Babysitting                         

25x25cm, Acryl/LW, 2017

 

Ab und zu passte ich auf das Baby in unserer WG auf. Wie sehr oft aber schlief es während der Stunden in denen ich Aufsicht hatte. Auf dem Bett neben ihm sitzend sah ich wie die Sonnenstrahlen an der Wand tanzten und das Zimmer meiner Mitbewohnerin mit einer für den grauen Winter ungewöhnlichen Helligkeit durchleuchteten. Das war eine gute Gelegenheit die Pinsel rauszuholen.

 


Fernweh

25x25cm, Öl/LW, 2016

 

Die folgenden Bilder entstanden aus einem ursprünglichen Bild, welches ich im Winter malte. Während draußen die kürzesten Tage anbrachen, lag ich eine Woche mit Erkältung im Bett und sah kaum etwas anderes als meine vier Wände unter dem dämmernden Licht von draußen. Hinter dem Fenster in der weiten Welt musste sich dagegen wohl das ganze Leben in all seiner Fülle und Vielfalt abspielen, dachte ich.  Doch ich sah nur die Wände und den grauen Winter hinter der Scheibe.

 



Das Winterwarten

Wir alle werden beeinflusst von verschiedenen Kreisläufen und wiederkehrenden Zyklen. Die Natur hat ihren eigenen Rhythmus, welcher unser Leben, ganz gleich ob wir es wollen oder nicht, mit bestimmt.

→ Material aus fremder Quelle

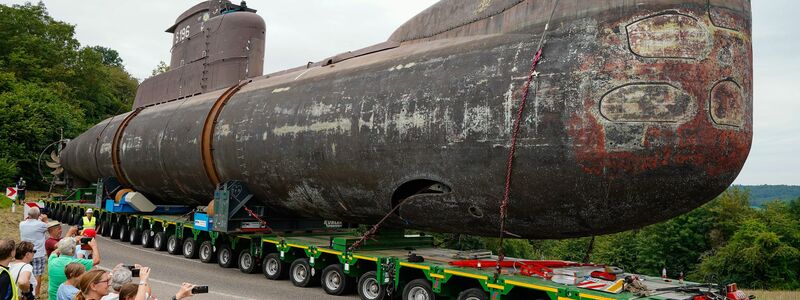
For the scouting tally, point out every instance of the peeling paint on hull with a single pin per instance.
(338, 141)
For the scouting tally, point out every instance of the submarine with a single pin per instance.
(638, 112)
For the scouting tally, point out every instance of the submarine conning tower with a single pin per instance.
(215, 44)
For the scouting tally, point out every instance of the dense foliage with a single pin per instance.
(725, 240)
(49, 83)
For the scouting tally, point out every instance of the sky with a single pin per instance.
(311, 30)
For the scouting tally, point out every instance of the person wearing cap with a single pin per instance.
(82, 250)
(32, 229)
(54, 231)
(88, 221)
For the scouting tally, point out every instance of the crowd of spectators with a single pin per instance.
(72, 266)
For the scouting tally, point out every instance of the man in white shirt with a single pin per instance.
(33, 229)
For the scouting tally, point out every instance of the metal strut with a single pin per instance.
(513, 147)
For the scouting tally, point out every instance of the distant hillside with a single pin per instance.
(763, 193)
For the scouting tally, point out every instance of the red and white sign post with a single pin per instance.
(11, 193)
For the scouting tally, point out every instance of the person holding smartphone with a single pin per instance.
(142, 290)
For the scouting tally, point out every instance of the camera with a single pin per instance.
(200, 289)
(134, 270)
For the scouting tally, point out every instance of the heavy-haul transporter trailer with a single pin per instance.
(391, 265)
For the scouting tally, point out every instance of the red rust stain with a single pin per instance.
(696, 142)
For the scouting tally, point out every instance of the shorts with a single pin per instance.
(38, 264)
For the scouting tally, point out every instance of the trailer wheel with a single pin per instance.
(369, 288)
(335, 282)
(172, 245)
(206, 252)
(159, 241)
(147, 239)
(473, 294)
(106, 226)
(135, 236)
(226, 257)
(189, 248)
(114, 231)
(274, 268)
(302, 274)
(247, 262)
(418, 289)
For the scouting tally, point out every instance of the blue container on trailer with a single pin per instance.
(203, 222)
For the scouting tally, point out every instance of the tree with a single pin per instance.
(110, 57)
(755, 257)
(48, 82)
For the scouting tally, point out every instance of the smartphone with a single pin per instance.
(134, 270)
(200, 289)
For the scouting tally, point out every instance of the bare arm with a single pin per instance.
(144, 289)
(24, 282)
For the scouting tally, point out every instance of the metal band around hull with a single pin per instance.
(207, 148)
(115, 160)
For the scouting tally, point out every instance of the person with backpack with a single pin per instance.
(8, 290)
(22, 270)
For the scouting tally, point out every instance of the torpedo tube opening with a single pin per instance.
(417, 187)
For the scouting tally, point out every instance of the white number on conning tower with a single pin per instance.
(182, 34)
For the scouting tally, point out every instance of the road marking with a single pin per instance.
(178, 285)
(152, 252)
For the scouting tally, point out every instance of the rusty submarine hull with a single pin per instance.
(640, 112)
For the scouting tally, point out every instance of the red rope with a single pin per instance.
(513, 149)
(510, 161)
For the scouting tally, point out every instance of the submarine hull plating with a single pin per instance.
(639, 113)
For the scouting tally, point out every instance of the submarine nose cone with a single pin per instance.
(669, 130)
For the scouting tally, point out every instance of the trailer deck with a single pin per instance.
(391, 263)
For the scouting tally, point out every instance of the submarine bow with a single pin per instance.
(640, 112)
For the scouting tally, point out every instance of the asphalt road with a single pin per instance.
(169, 271)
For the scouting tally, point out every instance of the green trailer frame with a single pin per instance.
(386, 256)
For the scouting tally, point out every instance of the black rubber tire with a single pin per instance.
(124, 230)
(335, 282)
(160, 241)
(301, 274)
(369, 288)
(473, 294)
(226, 257)
(206, 252)
(173, 245)
(274, 268)
(189, 248)
(248, 263)
(419, 288)
(147, 238)
(135, 236)
(115, 231)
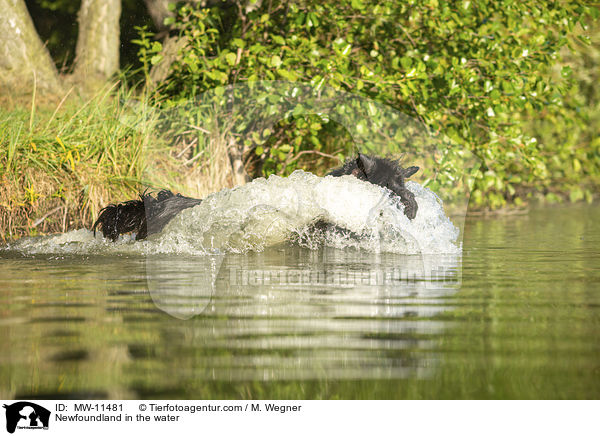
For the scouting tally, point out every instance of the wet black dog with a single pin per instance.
(148, 215)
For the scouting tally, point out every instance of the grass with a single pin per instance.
(63, 159)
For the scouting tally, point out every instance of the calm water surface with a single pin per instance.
(516, 316)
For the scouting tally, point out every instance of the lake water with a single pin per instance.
(515, 315)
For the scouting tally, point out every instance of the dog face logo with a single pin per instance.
(26, 415)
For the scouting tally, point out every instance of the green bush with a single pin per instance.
(474, 72)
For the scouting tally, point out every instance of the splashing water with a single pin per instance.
(277, 210)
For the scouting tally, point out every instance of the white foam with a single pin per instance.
(273, 211)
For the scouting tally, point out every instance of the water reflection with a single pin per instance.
(296, 313)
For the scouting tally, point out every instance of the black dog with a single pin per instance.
(148, 215)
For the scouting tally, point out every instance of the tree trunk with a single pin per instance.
(97, 52)
(23, 57)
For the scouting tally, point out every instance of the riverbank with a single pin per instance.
(63, 159)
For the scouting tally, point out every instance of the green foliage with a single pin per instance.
(473, 72)
(72, 158)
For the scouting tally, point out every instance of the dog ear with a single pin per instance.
(366, 164)
(407, 172)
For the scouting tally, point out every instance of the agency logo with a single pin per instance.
(26, 415)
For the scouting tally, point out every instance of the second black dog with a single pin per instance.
(148, 214)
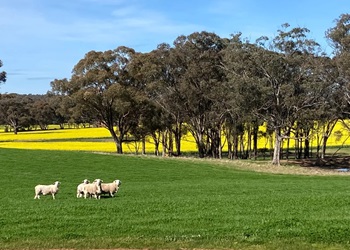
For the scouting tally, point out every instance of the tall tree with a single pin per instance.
(198, 58)
(100, 83)
(2, 74)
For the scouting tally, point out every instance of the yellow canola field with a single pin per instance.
(99, 140)
(82, 139)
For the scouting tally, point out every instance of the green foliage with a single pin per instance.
(167, 203)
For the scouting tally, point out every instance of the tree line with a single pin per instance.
(208, 86)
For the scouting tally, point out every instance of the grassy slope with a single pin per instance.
(167, 203)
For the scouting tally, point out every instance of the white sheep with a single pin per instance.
(93, 189)
(46, 189)
(111, 188)
(80, 188)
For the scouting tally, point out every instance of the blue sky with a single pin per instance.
(42, 40)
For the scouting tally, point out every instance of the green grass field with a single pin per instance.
(167, 203)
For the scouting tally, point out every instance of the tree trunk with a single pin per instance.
(277, 148)
(324, 146)
(117, 141)
(143, 151)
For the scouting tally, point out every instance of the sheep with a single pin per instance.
(111, 188)
(46, 189)
(80, 188)
(93, 189)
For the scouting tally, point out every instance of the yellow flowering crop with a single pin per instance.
(99, 140)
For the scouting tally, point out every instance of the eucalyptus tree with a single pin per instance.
(157, 76)
(101, 85)
(277, 73)
(14, 111)
(198, 58)
(243, 95)
(2, 74)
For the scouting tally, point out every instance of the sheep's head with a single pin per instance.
(98, 181)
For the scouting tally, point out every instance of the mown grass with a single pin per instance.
(168, 204)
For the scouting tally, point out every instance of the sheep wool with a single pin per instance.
(46, 189)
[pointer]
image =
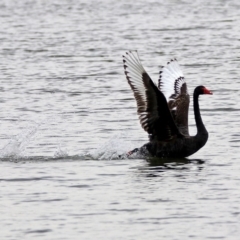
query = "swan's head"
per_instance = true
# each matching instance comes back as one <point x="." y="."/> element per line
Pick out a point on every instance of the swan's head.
<point x="202" y="90"/>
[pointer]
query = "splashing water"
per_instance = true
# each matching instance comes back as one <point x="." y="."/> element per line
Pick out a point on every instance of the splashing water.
<point x="16" y="147"/>
<point x="115" y="148"/>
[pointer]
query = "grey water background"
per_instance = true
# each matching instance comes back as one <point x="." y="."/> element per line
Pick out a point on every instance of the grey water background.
<point x="67" y="112"/>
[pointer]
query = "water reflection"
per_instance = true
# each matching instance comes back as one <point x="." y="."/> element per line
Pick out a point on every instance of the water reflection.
<point x="156" y="166"/>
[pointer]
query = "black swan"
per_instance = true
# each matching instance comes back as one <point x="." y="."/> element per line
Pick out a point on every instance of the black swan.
<point x="165" y="122"/>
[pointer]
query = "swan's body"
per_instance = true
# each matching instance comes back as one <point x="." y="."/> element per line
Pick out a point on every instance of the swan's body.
<point x="165" y="122"/>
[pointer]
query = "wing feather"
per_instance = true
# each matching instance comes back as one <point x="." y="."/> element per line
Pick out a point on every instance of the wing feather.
<point x="152" y="107"/>
<point x="172" y="83"/>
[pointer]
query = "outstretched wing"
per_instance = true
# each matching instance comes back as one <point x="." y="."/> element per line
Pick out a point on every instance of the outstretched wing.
<point x="153" y="110"/>
<point x="172" y="84"/>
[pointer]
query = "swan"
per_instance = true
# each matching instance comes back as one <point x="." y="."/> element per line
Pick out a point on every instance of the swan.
<point x="163" y="109"/>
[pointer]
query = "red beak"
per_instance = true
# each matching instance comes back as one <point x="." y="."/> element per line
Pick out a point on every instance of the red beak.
<point x="206" y="91"/>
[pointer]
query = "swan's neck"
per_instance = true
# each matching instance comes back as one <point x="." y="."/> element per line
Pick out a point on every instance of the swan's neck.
<point x="200" y="126"/>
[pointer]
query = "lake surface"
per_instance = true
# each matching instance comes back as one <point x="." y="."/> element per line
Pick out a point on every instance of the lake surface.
<point x="67" y="112"/>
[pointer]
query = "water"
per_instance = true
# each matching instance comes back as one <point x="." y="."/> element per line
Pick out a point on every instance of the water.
<point x="67" y="112"/>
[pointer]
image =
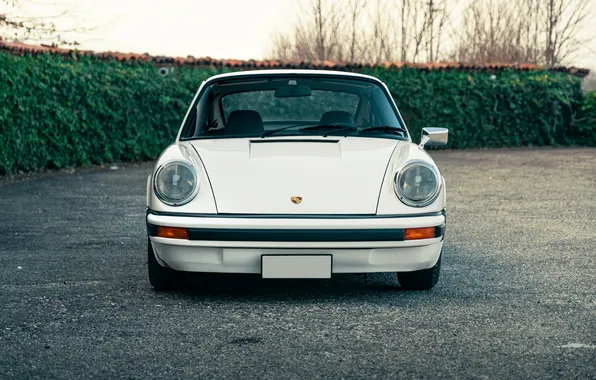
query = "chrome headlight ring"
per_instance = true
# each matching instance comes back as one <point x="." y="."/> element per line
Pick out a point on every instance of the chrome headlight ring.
<point x="168" y="199"/>
<point x="427" y="199"/>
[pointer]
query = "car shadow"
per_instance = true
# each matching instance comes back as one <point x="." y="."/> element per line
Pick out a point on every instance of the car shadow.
<point x="242" y="287"/>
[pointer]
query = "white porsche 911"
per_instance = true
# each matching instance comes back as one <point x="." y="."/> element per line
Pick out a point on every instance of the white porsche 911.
<point x="296" y="174"/>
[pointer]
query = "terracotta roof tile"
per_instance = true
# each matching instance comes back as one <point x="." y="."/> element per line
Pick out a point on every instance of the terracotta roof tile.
<point x="19" y="48"/>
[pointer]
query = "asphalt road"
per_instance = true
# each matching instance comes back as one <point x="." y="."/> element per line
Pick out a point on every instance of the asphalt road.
<point x="517" y="296"/>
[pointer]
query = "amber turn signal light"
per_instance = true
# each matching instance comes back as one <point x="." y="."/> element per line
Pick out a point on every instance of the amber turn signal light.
<point x="420" y="233"/>
<point x="172" y="232"/>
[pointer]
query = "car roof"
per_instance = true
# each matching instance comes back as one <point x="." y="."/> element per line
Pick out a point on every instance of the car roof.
<point x="294" y="72"/>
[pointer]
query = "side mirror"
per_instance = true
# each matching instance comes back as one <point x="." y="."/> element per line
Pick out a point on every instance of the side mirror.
<point x="433" y="137"/>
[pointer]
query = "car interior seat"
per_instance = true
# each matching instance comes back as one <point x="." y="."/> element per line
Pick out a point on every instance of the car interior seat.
<point x="337" y="117"/>
<point x="244" y="122"/>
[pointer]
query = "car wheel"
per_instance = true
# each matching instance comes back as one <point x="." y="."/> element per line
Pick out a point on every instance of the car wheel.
<point x="161" y="278"/>
<point x="424" y="279"/>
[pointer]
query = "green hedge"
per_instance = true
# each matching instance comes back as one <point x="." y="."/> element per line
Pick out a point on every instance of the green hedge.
<point x="59" y="113"/>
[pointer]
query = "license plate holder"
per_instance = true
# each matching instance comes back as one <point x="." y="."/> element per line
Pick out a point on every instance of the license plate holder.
<point x="296" y="266"/>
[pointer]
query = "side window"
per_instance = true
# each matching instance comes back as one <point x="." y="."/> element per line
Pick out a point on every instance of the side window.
<point x="203" y="112"/>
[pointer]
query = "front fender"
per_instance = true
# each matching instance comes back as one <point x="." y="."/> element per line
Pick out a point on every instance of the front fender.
<point x="389" y="203"/>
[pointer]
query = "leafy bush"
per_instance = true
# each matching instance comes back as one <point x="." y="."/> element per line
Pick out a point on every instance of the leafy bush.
<point x="480" y="109"/>
<point x="585" y="125"/>
<point x="73" y="112"/>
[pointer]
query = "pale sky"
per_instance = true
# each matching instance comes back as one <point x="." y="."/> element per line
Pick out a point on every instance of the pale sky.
<point x="239" y="29"/>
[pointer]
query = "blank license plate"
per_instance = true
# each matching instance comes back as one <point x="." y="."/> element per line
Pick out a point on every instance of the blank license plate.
<point x="298" y="266"/>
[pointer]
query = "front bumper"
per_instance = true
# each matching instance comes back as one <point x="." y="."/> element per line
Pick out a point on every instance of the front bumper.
<point x="235" y="244"/>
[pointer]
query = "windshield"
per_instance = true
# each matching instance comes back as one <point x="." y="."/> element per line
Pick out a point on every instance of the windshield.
<point x="293" y="106"/>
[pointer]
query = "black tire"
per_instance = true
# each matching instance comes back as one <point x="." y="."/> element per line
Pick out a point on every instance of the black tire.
<point x="161" y="278"/>
<point x="424" y="279"/>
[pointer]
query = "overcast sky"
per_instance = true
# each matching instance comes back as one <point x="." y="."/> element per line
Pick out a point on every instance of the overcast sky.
<point x="239" y="29"/>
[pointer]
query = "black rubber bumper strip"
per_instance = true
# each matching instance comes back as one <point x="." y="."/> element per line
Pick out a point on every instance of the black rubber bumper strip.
<point x="295" y="235"/>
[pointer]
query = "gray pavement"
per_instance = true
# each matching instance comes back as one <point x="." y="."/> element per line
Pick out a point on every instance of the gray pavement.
<point x="517" y="296"/>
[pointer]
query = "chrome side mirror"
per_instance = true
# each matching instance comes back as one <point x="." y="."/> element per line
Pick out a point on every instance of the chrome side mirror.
<point x="433" y="137"/>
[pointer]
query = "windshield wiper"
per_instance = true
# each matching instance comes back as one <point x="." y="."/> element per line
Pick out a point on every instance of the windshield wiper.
<point x="309" y="128"/>
<point x="384" y="128"/>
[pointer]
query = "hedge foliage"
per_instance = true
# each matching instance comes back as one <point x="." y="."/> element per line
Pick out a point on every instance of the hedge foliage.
<point x="59" y="113"/>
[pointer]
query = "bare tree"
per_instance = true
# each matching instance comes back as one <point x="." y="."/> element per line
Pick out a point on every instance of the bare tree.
<point x="564" y="20"/>
<point x="15" y="26"/>
<point x="538" y="31"/>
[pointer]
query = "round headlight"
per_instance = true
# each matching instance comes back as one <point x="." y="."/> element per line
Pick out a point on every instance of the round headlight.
<point x="417" y="184"/>
<point x="176" y="183"/>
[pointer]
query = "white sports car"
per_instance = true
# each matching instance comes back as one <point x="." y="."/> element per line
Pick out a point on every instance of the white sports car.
<point x="296" y="174"/>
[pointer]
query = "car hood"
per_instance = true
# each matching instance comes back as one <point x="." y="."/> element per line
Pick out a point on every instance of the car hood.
<point x="296" y="176"/>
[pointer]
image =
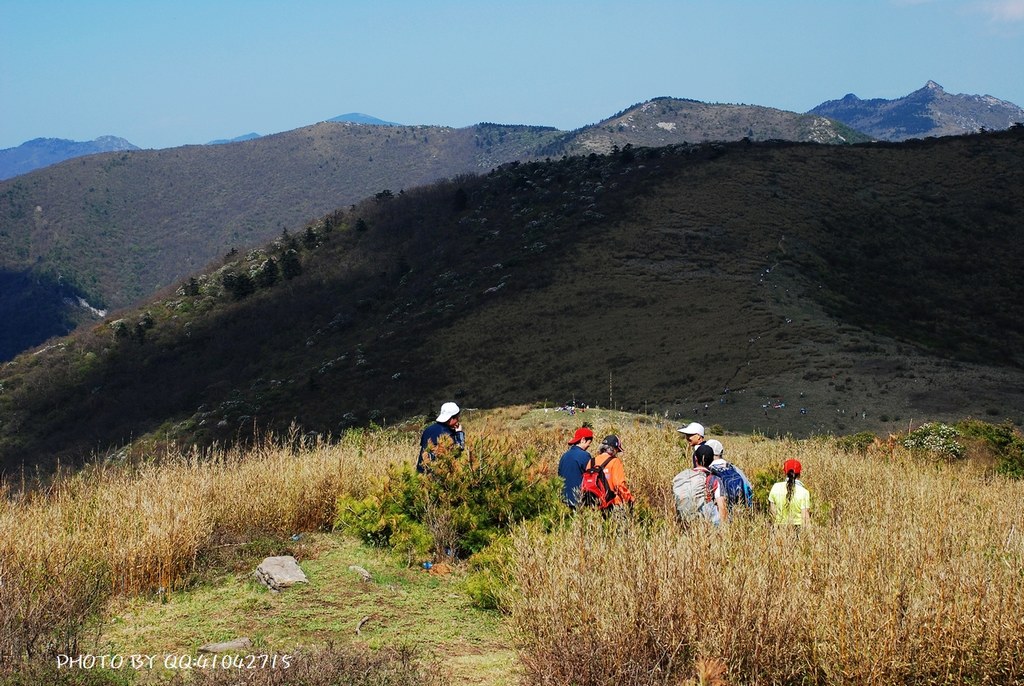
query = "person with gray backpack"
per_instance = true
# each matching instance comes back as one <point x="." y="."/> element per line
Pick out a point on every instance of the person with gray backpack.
<point x="699" y="495"/>
<point x="737" y="487"/>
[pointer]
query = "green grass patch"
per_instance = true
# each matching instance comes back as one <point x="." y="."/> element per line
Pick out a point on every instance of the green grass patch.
<point x="400" y="606"/>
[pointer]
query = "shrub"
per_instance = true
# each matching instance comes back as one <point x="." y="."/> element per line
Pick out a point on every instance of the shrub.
<point x="856" y="442"/>
<point x="491" y="582"/>
<point x="1004" y="439"/>
<point x="937" y="439"/>
<point x="467" y="500"/>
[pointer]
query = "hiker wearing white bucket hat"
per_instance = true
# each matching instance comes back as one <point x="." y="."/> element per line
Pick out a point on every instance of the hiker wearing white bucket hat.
<point x="694" y="438"/>
<point x="448" y="427"/>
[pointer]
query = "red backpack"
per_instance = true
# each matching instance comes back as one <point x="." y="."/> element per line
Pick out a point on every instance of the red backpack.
<point x="594" y="491"/>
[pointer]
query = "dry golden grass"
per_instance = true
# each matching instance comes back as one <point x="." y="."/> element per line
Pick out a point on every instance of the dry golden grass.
<point x="911" y="573"/>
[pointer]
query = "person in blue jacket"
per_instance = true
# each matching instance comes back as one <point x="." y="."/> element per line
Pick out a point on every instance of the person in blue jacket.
<point x="446" y="426"/>
<point x="571" y="464"/>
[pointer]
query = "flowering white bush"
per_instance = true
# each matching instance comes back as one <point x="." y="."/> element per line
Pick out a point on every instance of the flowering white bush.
<point x="937" y="438"/>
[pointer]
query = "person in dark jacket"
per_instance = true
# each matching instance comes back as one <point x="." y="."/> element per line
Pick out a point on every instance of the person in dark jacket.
<point x="448" y="426"/>
<point x="571" y="464"/>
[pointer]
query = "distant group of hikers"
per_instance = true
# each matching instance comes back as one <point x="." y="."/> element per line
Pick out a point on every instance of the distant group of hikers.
<point x="709" y="490"/>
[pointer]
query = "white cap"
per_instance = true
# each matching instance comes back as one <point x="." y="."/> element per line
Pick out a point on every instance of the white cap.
<point x="692" y="428"/>
<point x="449" y="410"/>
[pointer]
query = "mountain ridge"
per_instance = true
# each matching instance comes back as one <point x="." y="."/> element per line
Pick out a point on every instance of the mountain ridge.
<point x="774" y="287"/>
<point x="119" y="226"/>
<point x="929" y="111"/>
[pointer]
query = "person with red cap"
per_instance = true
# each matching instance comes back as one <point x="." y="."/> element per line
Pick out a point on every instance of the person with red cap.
<point x="571" y="464"/>
<point x="790" y="502"/>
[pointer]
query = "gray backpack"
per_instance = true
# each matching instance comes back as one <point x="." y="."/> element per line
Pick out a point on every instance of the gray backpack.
<point x="694" y="490"/>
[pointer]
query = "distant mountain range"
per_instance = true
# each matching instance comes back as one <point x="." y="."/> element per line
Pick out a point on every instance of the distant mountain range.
<point x="41" y="153"/>
<point x="116" y="227"/>
<point x="928" y="112"/>
<point x="782" y="288"/>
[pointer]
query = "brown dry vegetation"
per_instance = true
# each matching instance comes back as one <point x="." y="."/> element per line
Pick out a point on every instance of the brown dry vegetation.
<point x="911" y="573"/>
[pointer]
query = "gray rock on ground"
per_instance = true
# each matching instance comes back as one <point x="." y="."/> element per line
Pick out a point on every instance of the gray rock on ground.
<point x="280" y="572"/>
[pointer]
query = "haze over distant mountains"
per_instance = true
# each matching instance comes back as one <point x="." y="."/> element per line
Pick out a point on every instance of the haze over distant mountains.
<point x="80" y="240"/>
<point x="41" y="153"/>
<point x="927" y="112"/>
<point x="778" y="287"/>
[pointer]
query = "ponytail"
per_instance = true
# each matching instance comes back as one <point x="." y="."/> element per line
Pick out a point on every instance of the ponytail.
<point x="791" y="481"/>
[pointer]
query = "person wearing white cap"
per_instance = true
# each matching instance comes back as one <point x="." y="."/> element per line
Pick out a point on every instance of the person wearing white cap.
<point x="448" y="426"/>
<point x="734" y="482"/>
<point x="694" y="438"/>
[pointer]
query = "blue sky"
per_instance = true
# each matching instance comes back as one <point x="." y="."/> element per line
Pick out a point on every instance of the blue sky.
<point x="166" y="74"/>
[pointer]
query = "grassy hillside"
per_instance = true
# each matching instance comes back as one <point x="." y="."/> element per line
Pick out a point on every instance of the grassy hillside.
<point x="890" y="584"/>
<point x="779" y="288"/>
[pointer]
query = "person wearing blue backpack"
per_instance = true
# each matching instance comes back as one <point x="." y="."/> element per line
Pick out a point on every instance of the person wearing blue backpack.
<point x="736" y="485"/>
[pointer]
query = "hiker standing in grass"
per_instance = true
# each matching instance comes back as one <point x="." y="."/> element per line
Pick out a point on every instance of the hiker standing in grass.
<point x="694" y="438"/>
<point x="734" y="482"/>
<point x="790" y="502"/>
<point x="571" y="464"/>
<point x="699" y="495"/>
<point x="609" y="465"/>
<point x="446" y="428"/>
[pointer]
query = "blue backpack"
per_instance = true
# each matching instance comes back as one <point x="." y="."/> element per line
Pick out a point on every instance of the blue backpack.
<point x="735" y="486"/>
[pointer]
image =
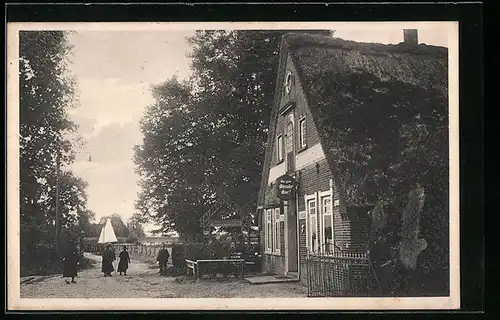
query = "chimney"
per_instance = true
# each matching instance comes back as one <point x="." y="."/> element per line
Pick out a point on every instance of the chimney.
<point x="411" y="36"/>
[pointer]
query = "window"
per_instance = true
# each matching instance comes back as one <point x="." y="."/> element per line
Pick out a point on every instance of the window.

In dieser Serie geht es um die Zeit des Winters. Eine Zeit der Ruhe und Innenkehr, eine Zeit der Stille und des Wartens. Der Winter beinhaltet auch den Jahreswechsel, der uns die Möglichkeit schenkt sowohl zurück, als auch nach vorne zu blicken. Wir könne uns besinnen, sammeln und neue Ideen entstehen lassen. Manchmal bringt der Winter zwischen seinem Schneegestöber einen Windhauch lauer Frühlingsluft. Es sind ganz kleine Zeichen im Alltag, die uns ahnen lassen, dass diese Kälte nicht für immer tronen wird. Sie wird weichen und an ihren Platz tritt der Neubeginn des Frühling ein. Doch solange der Schnee unter seinem dicken Mantel die Welt in Schlaf begräbt müssen wir warten.